Raimundo Silva dobló la esquina hacia la Rua do Milagre de Santo António, y al pasar ante su casa, tal vez porque medio conscientemente aguzara el oído a los sonidos que le rodeaban, creyó percibir, por un instante, el timbre de un teléfono, Será el mío, pensó, pero el sonido había llegado de muy cerca, podría haber sido en la barbería del otro lado de la calle, y es en ese preciso segundo cuando se le ocurre otra posibilidad, qué imprudencia la suya, ha sido una estupidez rematada pensar que Costa empezaría precisamente por usar el teléfono, Quién sabe si no vendrá ya por ahí, y la imaginación, condescendiente, representó el cuadro de inmediato, Costa en el automóvil, subiendo furiosamente la Rua do Limoeiro, flotando aún en el aire el rechinar de los neumáticos en la curva de la catedral, si Raimundo Silva no se pone a salvo de inmediato, ahí aparece Costa con el motor rugiendo, frenando a fondo al llegar a la puerta y diciendo, sofocado, Suba, suba, que tenemos mucho de que hablar, no, aquí no quiero hablar, pese a todo, Costa es una persona educada, incapaz de montar una escena en la calle. El corrector no espera más, baja precipitadamente las Escadinhas de San Crispim y no se detiene hasta después de la curva, oculto al ansioso oteo de Costa. Se sienta en un escalón para recuperarse del susto, ahuyenta a un perro que se aproxima tendiendo el hocico, bebiéndole los aires, y saca del bolsillo los papeles que había separado del mazo de pruebas, los desdobla, los alisa sobre las rodillas.
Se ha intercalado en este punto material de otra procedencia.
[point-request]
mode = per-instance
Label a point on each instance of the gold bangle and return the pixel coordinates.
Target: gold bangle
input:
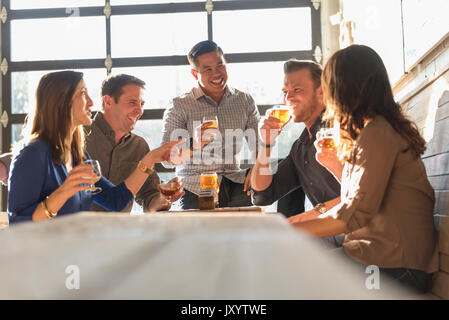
(144, 168)
(48, 213)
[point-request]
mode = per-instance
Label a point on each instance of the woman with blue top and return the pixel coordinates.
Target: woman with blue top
(47, 177)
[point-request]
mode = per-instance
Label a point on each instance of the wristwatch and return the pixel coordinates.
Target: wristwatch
(143, 167)
(321, 208)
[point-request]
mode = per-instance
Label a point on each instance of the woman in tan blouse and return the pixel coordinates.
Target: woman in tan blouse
(386, 209)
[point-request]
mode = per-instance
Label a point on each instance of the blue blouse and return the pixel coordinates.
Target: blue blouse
(33, 176)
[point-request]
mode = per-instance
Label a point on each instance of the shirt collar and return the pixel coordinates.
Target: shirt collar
(104, 127)
(313, 129)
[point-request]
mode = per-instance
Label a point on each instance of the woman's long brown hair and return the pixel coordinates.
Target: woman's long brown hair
(356, 88)
(52, 117)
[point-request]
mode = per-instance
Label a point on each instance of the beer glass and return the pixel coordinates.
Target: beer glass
(213, 120)
(97, 171)
(280, 112)
(168, 189)
(328, 137)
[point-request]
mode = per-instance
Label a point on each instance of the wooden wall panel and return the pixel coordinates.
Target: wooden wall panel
(437, 165)
(444, 262)
(443, 234)
(439, 183)
(440, 285)
(440, 140)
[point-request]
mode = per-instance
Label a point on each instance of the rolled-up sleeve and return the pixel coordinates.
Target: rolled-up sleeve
(113, 198)
(173, 119)
(252, 124)
(26, 180)
(285, 180)
(365, 182)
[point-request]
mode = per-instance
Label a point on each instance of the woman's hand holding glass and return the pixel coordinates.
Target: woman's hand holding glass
(326, 145)
(92, 190)
(275, 120)
(206, 132)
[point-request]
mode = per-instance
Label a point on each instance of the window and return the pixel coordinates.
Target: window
(150, 39)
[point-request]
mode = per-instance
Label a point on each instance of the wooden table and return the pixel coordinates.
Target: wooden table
(248, 255)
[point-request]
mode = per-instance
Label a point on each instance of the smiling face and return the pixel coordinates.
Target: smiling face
(302, 97)
(211, 74)
(123, 114)
(81, 103)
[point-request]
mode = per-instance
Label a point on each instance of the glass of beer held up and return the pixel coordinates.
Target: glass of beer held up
(209, 180)
(280, 112)
(168, 189)
(328, 137)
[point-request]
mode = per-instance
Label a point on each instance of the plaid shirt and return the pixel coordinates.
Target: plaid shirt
(236, 110)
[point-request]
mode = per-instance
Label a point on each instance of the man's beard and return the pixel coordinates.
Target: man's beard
(307, 111)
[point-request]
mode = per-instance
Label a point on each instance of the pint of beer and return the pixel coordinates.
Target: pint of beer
(282, 113)
(209, 180)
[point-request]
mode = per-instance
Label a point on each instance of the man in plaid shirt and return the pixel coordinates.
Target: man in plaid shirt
(237, 116)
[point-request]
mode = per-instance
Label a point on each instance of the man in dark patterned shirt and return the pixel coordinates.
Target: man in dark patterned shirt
(110, 140)
(303, 94)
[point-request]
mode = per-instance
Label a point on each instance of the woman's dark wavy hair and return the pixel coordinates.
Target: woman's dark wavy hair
(52, 117)
(356, 87)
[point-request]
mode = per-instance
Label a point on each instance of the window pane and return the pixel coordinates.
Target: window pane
(160, 35)
(24, 85)
(58, 38)
(264, 89)
(289, 134)
(162, 83)
(129, 2)
(16, 133)
(374, 19)
(263, 30)
(40, 4)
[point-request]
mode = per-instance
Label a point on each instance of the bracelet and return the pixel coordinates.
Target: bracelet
(191, 144)
(267, 145)
(48, 213)
(144, 168)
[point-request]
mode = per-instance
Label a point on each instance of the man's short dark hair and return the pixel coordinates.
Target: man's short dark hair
(113, 85)
(315, 69)
(202, 48)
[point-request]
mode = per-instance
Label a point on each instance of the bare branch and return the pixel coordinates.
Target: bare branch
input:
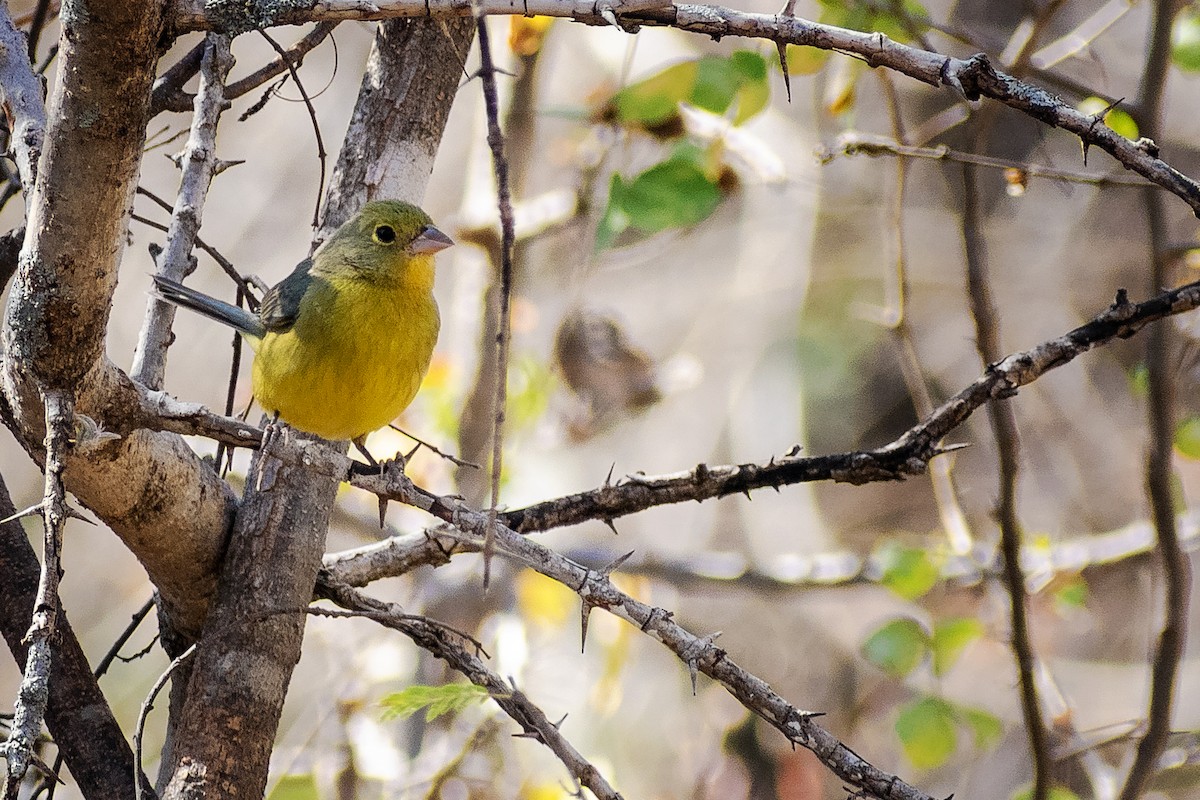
(34, 692)
(1159, 473)
(198, 163)
(1003, 425)
(443, 644)
(23, 101)
(504, 205)
(863, 144)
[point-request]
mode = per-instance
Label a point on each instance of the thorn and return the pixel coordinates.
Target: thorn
(616, 563)
(585, 612)
(781, 48)
(221, 166)
(31, 510)
(701, 644)
(78, 515)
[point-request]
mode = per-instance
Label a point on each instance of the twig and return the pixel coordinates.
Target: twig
(34, 692)
(177, 100)
(863, 144)
(214, 253)
(901, 458)
(972, 78)
(954, 521)
(198, 163)
(35, 28)
(699, 654)
(1003, 423)
(144, 711)
(312, 115)
(49, 785)
(23, 100)
(1161, 402)
(435, 638)
(504, 206)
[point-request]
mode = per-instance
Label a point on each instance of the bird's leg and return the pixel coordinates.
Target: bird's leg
(421, 443)
(360, 444)
(270, 433)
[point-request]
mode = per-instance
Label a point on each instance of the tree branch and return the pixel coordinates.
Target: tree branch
(198, 163)
(441, 643)
(78, 716)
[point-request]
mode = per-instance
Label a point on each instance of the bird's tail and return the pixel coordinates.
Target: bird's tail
(239, 319)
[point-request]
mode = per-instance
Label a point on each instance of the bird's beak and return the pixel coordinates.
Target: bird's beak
(430, 240)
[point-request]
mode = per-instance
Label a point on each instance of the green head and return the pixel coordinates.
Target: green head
(383, 236)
Su idea, nacida cuando desde el mirador oteaba los tejados descendiendo como escalones hasta el río, es acompañar el trazado de la muralla mora, siguiendo las informaciones del historiador, pocas, dubitables, como tiene la honradez de reconocer. Pero aquí, ante los ojos de Raimundo Silva, está precisamente un trozo, si no de la propia e incorruptible muralla, por lo menos un muro que ocupa el exacto lugar del otro, descendiendo a lo largo de las escaleras, por debajo de una hilera de ventanas anchas sobre las que se alzan altos aleros. Raimundo Silva está en el lado de fuera de la ciudad, pertenece al ejército sitiador, no faltaría más que se abriera ahora uno de aquellos ventanales y apareciera una mocita mora cantando, Ésta es Lisboa preciada, Resguardada, Aquí tendrá perdición, El cristiano, y tras cantar, cerró de un portazo la ventana en señal de desprecio, pero si los ojos del corrector no le engañan, el visillo de muselina fue apartado sutilmente, y bastó este gesto simple para que se quebrara la amenaza que había en las palabras, a condición de que las tomásemos al pie de la letra, porque bien podría ser que Lisboa, al contrario de lo que parecía, no fuera ciudad, sino mujer, y la perdición sólo amorosa, si el restrictivo adverbio tiene cabida aquí, si no es ésa la única y feliz perdición. El perro se acercó otra vez, ahora Raimundo Silva lo miró aprensivo, no sea que esté rabioso, un día leyó, no recuerda dónde, que una de las señales del terrible mal es la cola caída, y este rabo no muestra gran vigor, pero será por culpa del hambre que bien se le marcan las costillas al animal, y es señal también, pero ésta decisiva, la siniestra baba cayéndole de fauces y colmillos, aunque, el chucho aquí presente, si deja caer la baba, será por estímulo de un olor a comida en el fuego aquí en las Escadinhas de San Crispim. El perro, tranquilicémonos, no está rabioso, si fuera en el tiempo de los moros, quizá, pero ahora, en una ciudad como ésta, moderna, higiénica, organizada, hasta esta misma muestra de perro vagabundo resulta extraña, probablemente se ha salvado de la red por frecuentar este camino desviado y pino, que requiere pierna ágil y huelgos de muchacho, bondades que no confluyen inevitablemente en los perreros.